BOSTON (CBS) – A lot of parents are anxious to get their school-aged children vaccinated against COVID, but there are a lot of parents out there who may not be convinced yet.

As a pediatrician, I would say that is completely understandable. I’m also a mother, and I, too, always want to do what’s best for my kids. And even though I know a lot, there are times when I need to turn to my own pediatrician for advice or for answers. So I would say if you’re on the fence or you’re just not sure, ask a trusted source. Not the internet, not social media, not your friends or your neighbors, but ask a doctor or a nurse or another medical professional who can credibly answer any question you might have.

Related: CVS, Walgreens To Start Providing Pfizer COVID-19 Vaccine For Kids 5-11 This Weekend

It is important to get the vaccine, even if kids this age don’t usually get very sick from COVID-19.

The keyword is “usually.”

Yes, they’re less likely to get sick but they can get sick. And they can get really sick. Almost 800 children have died from COVID in this country. That’s more than the flu, meningitis, chickenpox, and any other infectious diseases that children routinely get vaccinated for. More than 5,000 children have developed multisystem inflammatory syndrome that can land kids in the ICU. And we know that kids with a mild infection can have lingering symptoms like debilitating fatigue and muscle aches that can last for weeks. All of this is preventable with a vaccine that has been found to be more than 90-percent effective in this age group.
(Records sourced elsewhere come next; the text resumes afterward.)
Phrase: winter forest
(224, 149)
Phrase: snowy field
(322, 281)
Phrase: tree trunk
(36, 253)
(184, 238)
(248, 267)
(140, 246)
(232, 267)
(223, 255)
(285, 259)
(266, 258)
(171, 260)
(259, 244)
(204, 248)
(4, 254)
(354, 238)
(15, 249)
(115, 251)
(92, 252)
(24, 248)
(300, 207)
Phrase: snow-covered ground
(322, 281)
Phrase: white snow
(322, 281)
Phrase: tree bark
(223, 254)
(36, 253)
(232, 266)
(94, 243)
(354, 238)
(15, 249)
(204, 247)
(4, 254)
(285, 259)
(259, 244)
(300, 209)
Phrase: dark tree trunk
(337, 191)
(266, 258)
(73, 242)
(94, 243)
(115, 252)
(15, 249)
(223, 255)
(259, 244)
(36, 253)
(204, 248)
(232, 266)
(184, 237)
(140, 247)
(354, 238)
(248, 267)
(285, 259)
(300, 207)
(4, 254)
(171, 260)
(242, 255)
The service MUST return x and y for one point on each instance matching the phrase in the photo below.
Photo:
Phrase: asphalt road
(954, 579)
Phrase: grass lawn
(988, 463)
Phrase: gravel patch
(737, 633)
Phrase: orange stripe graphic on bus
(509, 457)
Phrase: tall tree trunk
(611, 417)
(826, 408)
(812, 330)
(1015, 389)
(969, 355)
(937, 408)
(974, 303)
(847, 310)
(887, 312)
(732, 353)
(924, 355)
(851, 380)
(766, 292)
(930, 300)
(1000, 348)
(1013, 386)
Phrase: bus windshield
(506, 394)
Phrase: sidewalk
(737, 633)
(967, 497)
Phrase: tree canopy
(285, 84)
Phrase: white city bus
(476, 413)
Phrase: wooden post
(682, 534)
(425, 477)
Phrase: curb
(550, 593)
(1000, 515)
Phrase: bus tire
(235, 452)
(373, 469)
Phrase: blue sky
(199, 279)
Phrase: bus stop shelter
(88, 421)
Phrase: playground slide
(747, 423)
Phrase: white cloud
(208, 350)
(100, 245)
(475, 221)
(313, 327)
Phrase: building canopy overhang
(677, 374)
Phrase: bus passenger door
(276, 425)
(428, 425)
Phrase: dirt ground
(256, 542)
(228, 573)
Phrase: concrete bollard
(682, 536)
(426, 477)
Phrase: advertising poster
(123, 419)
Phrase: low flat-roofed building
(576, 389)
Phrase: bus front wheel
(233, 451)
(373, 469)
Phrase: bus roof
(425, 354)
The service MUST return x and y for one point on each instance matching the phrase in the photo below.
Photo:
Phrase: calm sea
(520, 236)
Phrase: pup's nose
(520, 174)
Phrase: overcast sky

Some parents say they’re worried about possible side effects from the vaccine.

This vaccine is incredibly safe and is one of the most intensely studied vaccines in U.S. history. The dose is a third of that given to people ages 12 and up. Side effects tend to be milder and similar to those seen in older people such as pain at the injection site, headache, and muscle pain. But those symptoms usually resolve within a couple of days. In the clinical trials, so far there have really been no reports of serious side effects, including myocarditis in this age group.

And let me also put one other concern to rest. These vaccines do not cause fertility problems in kids, or in anyone for that matter. In fact, it’s biologically impossible for the vaccine to interfere with fertility.

It’s important to get kids vaccinated not only for their physical health but their mental health as well.

Like us, kids have pandemic fatigue. They also want to get back to life as they knew it. Normal school, sports, restaurants, indoor playdates, and birthday parties. This is the ticket to freedom for a lot of children. Masks can help protect them, but the best way to improve their social and emotional wellbeing is to get them vaccinated.